Closed amoeba closed 6 years ago
thanks @amoeba see also https://github.com/ropensci/rnoaa/issues/259
There's lots of data that we're pulling in in this pkg, so we aren't doing data transformations for the user, but rather trying to get the data.
for the variable TAVG
we need to divide the values by 10 since it's in tenths of degrees C.
Do you think it's a good idea to do these data conversions for users? many or most for GHCND are here ftp://ftp.ncdc.noaa.gov/pub/data/ghcn/daily/readme.txt - Either way, we should definitely document better what conversions are or are not being done and where to find info on how to convert (which is not always easy to find)
Ah, sorry for the dupe. Search failed me.
Do you think it's a good idea to do these data conversions for users?
This is the perennial problem with (tabular) data isn't it: Divorcing the data from the metadata, esp. units? Some folks are playing around a bit with this in https://github.com/ropensci/EML (this being not losing units information on tabular data).

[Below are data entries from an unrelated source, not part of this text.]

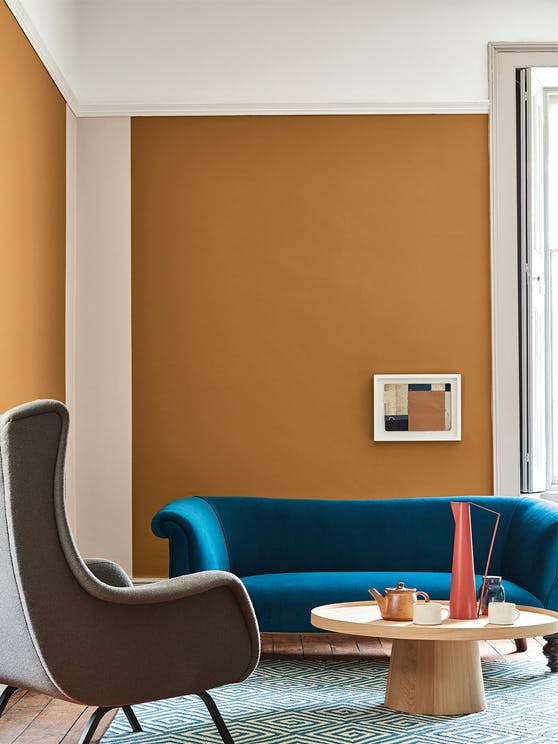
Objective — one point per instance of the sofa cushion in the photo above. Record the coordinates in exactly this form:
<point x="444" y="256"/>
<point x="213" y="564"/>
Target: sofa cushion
<point x="266" y="536"/>
<point x="283" y="601"/>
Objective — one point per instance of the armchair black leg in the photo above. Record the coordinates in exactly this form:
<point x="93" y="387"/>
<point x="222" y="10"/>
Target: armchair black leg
<point x="5" y="696"/>
<point x="550" y="650"/>
<point x="216" y="716"/>
<point x="92" y="724"/>
<point x="96" y="719"/>
<point x="132" y="720"/>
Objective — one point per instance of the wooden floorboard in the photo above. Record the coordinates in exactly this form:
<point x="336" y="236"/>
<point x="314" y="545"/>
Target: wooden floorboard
<point x="32" y="718"/>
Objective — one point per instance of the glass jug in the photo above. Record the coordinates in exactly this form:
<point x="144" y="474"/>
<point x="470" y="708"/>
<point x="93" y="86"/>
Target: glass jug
<point x="493" y="592"/>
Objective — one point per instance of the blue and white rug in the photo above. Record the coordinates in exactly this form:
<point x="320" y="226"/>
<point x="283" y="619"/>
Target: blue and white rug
<point x="341" y="702"/>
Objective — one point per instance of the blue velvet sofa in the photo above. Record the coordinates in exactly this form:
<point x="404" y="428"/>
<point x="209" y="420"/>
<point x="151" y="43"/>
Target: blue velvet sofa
<point x="293" y="554"/>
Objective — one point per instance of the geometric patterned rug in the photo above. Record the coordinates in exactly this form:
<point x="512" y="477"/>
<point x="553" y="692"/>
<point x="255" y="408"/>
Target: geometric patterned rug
<point x="341" y="702"/>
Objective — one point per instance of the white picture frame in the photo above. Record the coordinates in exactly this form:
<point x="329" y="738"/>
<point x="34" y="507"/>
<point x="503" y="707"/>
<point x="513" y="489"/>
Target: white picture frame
<point x="453" y="404"/>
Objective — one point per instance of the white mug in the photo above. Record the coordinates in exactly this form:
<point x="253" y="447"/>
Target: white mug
<point x="502" y="613"/>
<point x="429" y="613"/>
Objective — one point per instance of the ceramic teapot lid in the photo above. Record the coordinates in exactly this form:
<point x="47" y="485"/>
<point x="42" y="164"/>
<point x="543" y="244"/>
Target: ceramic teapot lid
<point x="400" y="588"/>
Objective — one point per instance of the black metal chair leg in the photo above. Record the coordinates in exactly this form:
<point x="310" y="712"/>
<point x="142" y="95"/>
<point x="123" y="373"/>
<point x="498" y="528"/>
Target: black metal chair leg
<point x="216" y="716"/>
<point x="5" y="696"/>
<point x="92" y="724"/>
<point x="132" y="720"/>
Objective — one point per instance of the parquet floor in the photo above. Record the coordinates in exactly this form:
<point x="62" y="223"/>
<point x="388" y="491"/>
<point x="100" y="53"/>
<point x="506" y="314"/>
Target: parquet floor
<point x="32" y="718"/>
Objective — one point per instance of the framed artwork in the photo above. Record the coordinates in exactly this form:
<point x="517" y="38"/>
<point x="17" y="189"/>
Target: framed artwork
<point x="417" y="408"/>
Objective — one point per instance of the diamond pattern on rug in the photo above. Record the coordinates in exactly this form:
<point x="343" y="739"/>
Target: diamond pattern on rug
<point x="341" y="702"/>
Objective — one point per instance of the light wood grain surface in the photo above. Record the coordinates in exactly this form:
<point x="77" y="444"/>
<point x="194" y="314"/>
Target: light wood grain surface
<point x="364" y="619"/>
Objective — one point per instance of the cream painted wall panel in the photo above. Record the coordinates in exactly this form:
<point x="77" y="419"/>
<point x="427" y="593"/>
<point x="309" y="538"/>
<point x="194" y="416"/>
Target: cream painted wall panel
<point x="101" y="409"/>
<point x="175" y="52"/>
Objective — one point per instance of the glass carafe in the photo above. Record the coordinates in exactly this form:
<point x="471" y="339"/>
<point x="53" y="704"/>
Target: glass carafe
<point x="493" y="592"/>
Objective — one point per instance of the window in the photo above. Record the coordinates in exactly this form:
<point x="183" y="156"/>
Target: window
<point x="537" y="199"/>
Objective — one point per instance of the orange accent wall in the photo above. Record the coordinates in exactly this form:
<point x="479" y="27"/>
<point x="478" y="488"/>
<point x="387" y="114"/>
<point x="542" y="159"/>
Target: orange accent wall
<point x="277" y="263"/>
<point x="32" y="222"/>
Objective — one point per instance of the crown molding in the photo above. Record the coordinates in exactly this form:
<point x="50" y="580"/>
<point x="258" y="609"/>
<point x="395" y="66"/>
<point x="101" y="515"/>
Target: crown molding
<point x="36" y="41"/>
<point x="510" y="47"/>
<point x="283" y="108"/>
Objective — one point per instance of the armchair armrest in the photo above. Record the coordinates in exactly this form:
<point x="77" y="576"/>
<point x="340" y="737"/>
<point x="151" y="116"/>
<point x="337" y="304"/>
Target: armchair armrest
<point x="530" y="556"/>
<point x="195" y="535"/>
<point x="108" y="572"/>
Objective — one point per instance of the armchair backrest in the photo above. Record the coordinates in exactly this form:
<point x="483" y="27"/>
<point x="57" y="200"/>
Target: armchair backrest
<point x="38" y="559"/>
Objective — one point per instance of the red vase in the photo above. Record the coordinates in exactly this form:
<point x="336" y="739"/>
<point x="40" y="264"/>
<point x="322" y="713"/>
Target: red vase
<point x="463" y="593"/>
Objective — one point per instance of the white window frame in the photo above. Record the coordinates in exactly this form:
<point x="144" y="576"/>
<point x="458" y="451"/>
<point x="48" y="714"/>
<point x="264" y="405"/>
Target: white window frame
<point x="504" y="59"/>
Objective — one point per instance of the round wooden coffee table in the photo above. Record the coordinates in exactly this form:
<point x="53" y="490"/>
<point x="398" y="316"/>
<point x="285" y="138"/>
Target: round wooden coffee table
<point x="434" y="669"/>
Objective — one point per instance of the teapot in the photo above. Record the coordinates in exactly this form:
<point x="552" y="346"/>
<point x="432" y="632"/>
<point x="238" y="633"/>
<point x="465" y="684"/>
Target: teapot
<point x="397" y="604"/>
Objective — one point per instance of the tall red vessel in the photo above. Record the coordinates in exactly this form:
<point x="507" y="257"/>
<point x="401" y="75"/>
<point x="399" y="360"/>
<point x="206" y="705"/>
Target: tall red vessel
<point x="463" y="594"/>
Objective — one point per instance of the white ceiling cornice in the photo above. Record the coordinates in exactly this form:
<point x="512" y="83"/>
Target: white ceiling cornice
<point x="271" y="57"/>
<point x="37" y="42"/>
<point x="286" y="109"/>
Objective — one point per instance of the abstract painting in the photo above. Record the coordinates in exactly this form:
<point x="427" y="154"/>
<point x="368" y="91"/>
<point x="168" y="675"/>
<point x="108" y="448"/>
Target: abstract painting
<point x="417" y="407"/>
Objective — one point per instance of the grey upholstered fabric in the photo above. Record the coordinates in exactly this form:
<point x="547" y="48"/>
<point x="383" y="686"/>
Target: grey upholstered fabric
<point x="75" y="634"/>
<point x="108" y="572"/>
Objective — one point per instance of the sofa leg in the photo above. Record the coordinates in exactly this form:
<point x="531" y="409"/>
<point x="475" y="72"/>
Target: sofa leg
<point x="216" y="716"/>
<point x="5" y="696"/>
<point x="550" y="650"/>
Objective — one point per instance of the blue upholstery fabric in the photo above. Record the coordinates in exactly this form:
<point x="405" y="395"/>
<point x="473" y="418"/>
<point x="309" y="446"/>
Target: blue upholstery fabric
<point x="295" y="554"/>
<point x="287" y="535"/>
<point x="283" y="601"/>
<point x="196" y="539"/>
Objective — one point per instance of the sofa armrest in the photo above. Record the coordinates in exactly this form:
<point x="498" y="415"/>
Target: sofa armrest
<point x="195" y="535"/>
<point x="530" y="556"/>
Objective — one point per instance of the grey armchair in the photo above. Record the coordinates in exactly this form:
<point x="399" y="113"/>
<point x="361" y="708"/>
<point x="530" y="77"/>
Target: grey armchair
<point x="84" y="633"/>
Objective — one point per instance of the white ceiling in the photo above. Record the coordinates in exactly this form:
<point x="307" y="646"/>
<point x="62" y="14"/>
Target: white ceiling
<point x="228" y="56"/>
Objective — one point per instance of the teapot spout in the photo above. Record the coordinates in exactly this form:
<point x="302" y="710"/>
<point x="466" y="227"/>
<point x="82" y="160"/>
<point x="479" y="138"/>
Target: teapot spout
<point x="380" y="599"/>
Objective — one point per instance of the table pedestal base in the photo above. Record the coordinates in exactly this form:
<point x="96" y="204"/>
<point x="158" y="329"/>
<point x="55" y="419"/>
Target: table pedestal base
<point x="440" y="678"/>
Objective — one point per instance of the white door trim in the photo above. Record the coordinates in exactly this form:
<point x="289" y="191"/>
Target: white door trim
<point x="504" y="58"/>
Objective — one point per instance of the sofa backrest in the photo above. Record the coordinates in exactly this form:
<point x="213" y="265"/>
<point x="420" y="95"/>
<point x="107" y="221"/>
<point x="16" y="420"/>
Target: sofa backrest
<point x="291" y="535"/>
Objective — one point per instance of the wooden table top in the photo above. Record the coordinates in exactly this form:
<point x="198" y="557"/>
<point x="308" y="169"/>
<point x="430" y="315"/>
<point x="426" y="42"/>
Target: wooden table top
<point x="364" y="619"/>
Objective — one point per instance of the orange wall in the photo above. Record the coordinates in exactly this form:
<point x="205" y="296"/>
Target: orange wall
<point x="278" y="262"/>
<point x="32" y="222"/>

The core issue I had as a user of the package was that the NOAA API doesn't document any of this or provide it over the API to a client such as rnoaa. I searched around the API documentation and didn't find the confirmation of my hunch about the tenths of a degree. My programmer brain says "stick to the API" and my researcher brain says "don't help the user shoot themselves in the foot" (which is also a programmer brain thing).
Is there a way through the API to find a description such as:
TAVG = Average temperature (tenths of degrees C)
[Note that TAVG from source 'S' corresponds
to an average for the period ending at
2400 UTC rather than local midnight]
I thought this
ncdc_datatypes(stationid = nome_station_id, limit = 1000)
would get me some info but that wasn't quite the ticket. If there was a good way with the API to get the info the users need, the README, help docs, and vignettes could re-use this pattern: Get metadata -> Get data to encourage the pattern.
Thanks for your feedback @amoeba
Yeah, it's a sticky situation. Ideally NOAA would provide richer metadata through the API, or even through FTP dumps of similar data, but they definitely do not. So its up to us to sort out the best band-aid we can
Is there a way through the API to find a description such as
Nope, unfortunately not
I made an attempt at including documentation by basically making their PDF documentation into vignettes in the package, but there's so many different NOAA datasets we interact with that isn't a great idea.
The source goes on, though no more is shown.